Byzantine Robustness

• Multi-Krum — tolerates up to f Byzantine clients (Blanchard et al., NeurIPS 2017)
  • JL projection — CSRNG-seeded random projection for high-dimensional updates, preventing adversary pre-computation (PR #36)
  • Update norm verification — verify_update_norms() rejects oversized updates server-side (PR #36)
• Trimmed Mean — coordinate-wise outlier trimming (Yin et al., ICML 2018)
• FoundationFL — trust scoring via cosine similarity to root dataset (NDSS 2025)
  • Mandatory root update — requires root_update or explicit allow_untrusted_reference=True to prevent Byzantine majority from manipulating client mean (PR #37)

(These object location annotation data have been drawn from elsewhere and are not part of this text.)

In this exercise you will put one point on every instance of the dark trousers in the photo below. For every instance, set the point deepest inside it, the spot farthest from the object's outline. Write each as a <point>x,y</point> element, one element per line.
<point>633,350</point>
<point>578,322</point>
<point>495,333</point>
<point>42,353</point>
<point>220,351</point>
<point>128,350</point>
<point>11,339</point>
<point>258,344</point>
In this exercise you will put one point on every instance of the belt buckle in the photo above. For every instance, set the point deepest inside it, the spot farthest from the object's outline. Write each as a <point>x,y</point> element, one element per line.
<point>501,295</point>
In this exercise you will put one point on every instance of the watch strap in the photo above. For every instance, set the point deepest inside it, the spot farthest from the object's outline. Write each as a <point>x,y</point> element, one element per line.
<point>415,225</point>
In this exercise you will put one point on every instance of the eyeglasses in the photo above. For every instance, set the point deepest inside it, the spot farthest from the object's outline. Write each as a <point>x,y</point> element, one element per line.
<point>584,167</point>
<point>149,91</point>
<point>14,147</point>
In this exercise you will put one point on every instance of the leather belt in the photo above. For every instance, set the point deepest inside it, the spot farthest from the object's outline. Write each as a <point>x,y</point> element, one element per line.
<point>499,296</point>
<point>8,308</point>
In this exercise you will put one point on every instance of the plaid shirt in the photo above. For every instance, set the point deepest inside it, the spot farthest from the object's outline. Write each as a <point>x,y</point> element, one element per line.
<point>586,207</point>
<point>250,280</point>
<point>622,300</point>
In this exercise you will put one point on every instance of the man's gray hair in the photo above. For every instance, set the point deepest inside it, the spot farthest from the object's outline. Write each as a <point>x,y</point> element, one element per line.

Secure Aggregation & Encryption

• SecAgg+ — Flower's secret-sharing protocol; server sees only the aggregate
  • Threshold enforcement — reconstruction_threshold < ceil(2*num_shares/3) now raises ValueError instead of warning (PR #36)
• Partial Freezing — reduces SecAgg cost by sending only trainable layers
• Homomorphic Encryption — TenSEAL CKKS for encrypted aggregation (demo-scale)

TLS/SSL Encryption

• All communication encrypted with certificates
• Mutual TLS (mTLS) authentication

Authorization

• Role-based access control (RBAC)
• Job-level permissions

Audit Logging

• All actions logged
• Compliance-ready audit trail

---

Recommended Progression

1. Start: Use Flower simulation (python jobs/esm2_runner.py) for development
2. Test: Use NVFlare POC mode (python jobs/esm2_runner.py --backend nvflare-poc) for integration testing
3. Stage: Use Provision mode for staging environment
4. Deploy: Full production with TLS + monitoring

---

License

MIT License - See LICENSE file for details.